Re: linux-kernel-digest V1 #2818

Paul Barton-Davis (pbd@Op.Net)
Wed, 11 Nov 1998 11:01:13 -0500


>I disagree. There are many cases where poor programming and mixing
>priority scheduling with blocking causes failure conditions, but these
>all have better solutions that do not require priority
>inheritance. Essentially priority inheritance is a hack to allow
>people who don't understand synchronization to use threads and mostly
>get away with it.

I couldn't agree with Victor more.

It is possible to design and implement an underlying thread
implementation that requires priority inheritance because of
preemption. Since Linux doesn't preempt kernel tasks except to handle
interrupts (which are defined to be bugful if they cause the task to
block), this isn't an issue. Priority inheritance, as Victor points
out, only becomes attractive because programmers want to do things
that case lock-holding threads to block.

Being able to write:

lock();
ENTER_CRITICAL_SECTION();
block();
LEAVE_CRITICAL_SECTION();
unlock();

is what priority inheritance gives you, at some considerable cost.
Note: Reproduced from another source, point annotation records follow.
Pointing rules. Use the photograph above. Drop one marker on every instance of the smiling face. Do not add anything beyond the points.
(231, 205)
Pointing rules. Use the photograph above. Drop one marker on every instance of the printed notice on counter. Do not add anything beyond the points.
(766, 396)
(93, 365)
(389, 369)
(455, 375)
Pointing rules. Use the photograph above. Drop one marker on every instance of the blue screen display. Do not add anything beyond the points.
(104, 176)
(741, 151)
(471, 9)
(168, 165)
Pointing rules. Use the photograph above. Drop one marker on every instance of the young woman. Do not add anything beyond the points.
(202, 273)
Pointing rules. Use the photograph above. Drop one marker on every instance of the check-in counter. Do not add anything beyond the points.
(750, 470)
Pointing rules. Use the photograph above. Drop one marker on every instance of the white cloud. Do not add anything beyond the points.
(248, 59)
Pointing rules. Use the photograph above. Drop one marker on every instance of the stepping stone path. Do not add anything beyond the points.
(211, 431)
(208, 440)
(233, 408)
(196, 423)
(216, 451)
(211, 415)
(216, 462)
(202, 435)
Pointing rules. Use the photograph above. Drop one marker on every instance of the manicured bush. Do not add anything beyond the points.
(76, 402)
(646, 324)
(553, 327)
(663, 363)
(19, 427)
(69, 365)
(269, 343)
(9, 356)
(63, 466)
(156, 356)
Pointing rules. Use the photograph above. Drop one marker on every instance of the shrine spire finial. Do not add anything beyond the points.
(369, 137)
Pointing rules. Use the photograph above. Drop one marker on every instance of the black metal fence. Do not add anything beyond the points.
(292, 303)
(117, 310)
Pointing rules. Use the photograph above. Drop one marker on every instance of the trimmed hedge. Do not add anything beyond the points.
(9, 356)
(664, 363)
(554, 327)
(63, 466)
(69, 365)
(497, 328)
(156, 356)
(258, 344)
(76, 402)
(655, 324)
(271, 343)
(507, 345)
The
cheap alternative is to require a certain coding discipline, as with
drivers in the kernel, and always do:

lock(&lock);
ENTER_CRITICAL_SECTION();
condition_semantics_block (&lock); unlocks lock before block)
/* condition is now true, lock is now held */
/* possibly check assumptions derived before block */
LEAVE_CRITICAL_SECTION();
unlock(&lock);

With this discipline, you don't need priority inheritance, since no
blocked thread ever holds a lock.

>And think about why it's important to use this mechanism for
>semaphores but not important when exactly the same type of "inversion"
>can happen on, for exa mple, memory allocation with sleeps -- just
>because you don't call it a semaphore do es not mean it does not have
>the same semantics.

Thanks for another great example of deadlock semantics.